Consejos para tus prendas

Si quieres agregarle suavidad a tu prenda de lana para que no te pique tanto, aquí tienes una “receta” que espero que te ayude. Si es de lana de oveja no pasará a tener el tacto de la lana de Alpaca o la seda con una sola aplicación, pero notarás la diferencia y no tendrás tantos problemas al vestirte con ella.

He estado leyendo varios artículos al respecto y todos coinciden en un punto: la mayoría de los ingredientes que necesitamos son parte de remedios habituales que utilizamos para suavizar nuestro cabello, que tiene el mismo origen que la lana, de forma que no es de extrañar. He recogido lo esencial y lo que todos los artículos tenían en común y aquí os lo traigo.

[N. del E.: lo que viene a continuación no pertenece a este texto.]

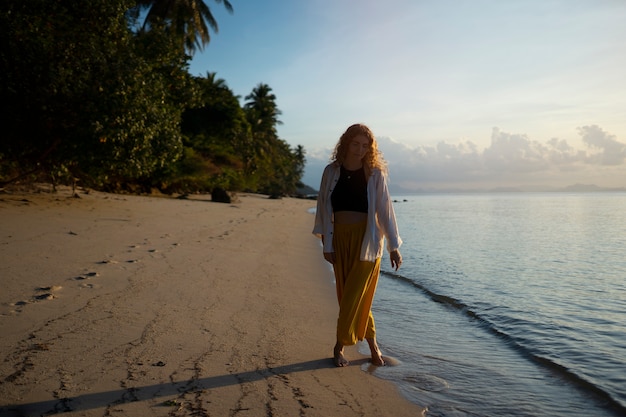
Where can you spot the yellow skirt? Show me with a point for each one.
(356, 282)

  • Primero buscaremos un recipiente o balde donde pueda caber la prenda holgadamente y lo llenaremos hasta la mitad de agua tibia (todas las medidas a las que haga referencia se pueden tomar a ojo sin ningún problema, no os agobiéis). Introduciremos la prenda y la dejaremos absorber el agua durante unos 20 o 30 minutos, para asegurarnos de que las escamas de la fibra se abren todo lo posible.
  • Tras sacarla del remojo, la dejamos secar sobre una toalla u otra superficie horizontal, pero sin secarla del todo, solo estará allí un momento. Mientras se va secando, preparamos de nuevo el balde que llenaremos también con agua tibia, pero sin llegar a la mitad de su capacidad. En este punto tenemos dos opciones, una con vinagre blanco y la otra con suavizan para el cabello.
  • Si has optado por el vinagre, añadelo al balde con agua hasta llenar 3/4 de su capacidad (lo que se quedaría en una proporción de 2 a 1 entre el agua (2) y el vinagre (1)). Coge la prenda y sumérgela en esta nueva mezcla y déjala allí por otros 20 o 30 minutos aproximádamente.
  • Si preferías usar el acondicionador del cabello, rellena de nuevo el balde con agua tibia o usa la misma de antes si aún no está fría. Luego le añadiremos un poco de acondicionador, la cantidad variará según lo grande de la prenda y cuanta efectividad tenga el producto. Yo aconsejaría echar 3 o 4 cucharaditas que añadiremos al balde y que removeremos un poco hasta que veamos que se diluye correctamente, o que por lo menos se reparte. Acto seguido metemos la prenda y la dejamos reposar 15 o 20 minutos como mínimo.
  • Una vez haya terminado el tiempo, la sacamos y podemos secarla de forma normal o añadirla a una lavadora con un programa específico para lana, que nos ayudará a deshacernos de los restos de los ingredientes y a quitarles el olor residual. En las entradas anteriores ( Consejos para la Colada II y III) tenéis consejos para poder lavar y secar sin ninguna preocupación vuestras prendas más delicadas, echadle un vistazo para terminar de preparar vuestros prendas de lanas y poder volver a lucirlas sin miedo a las rozaduras y picores.

Y esto es todo por hoy. Espero que os haya resultado útil y curioso y que sigáis queriendo aprender cosas nuevas cada día.

Os leo la semana que viene con una nueva Entrada, ¡nos vemos!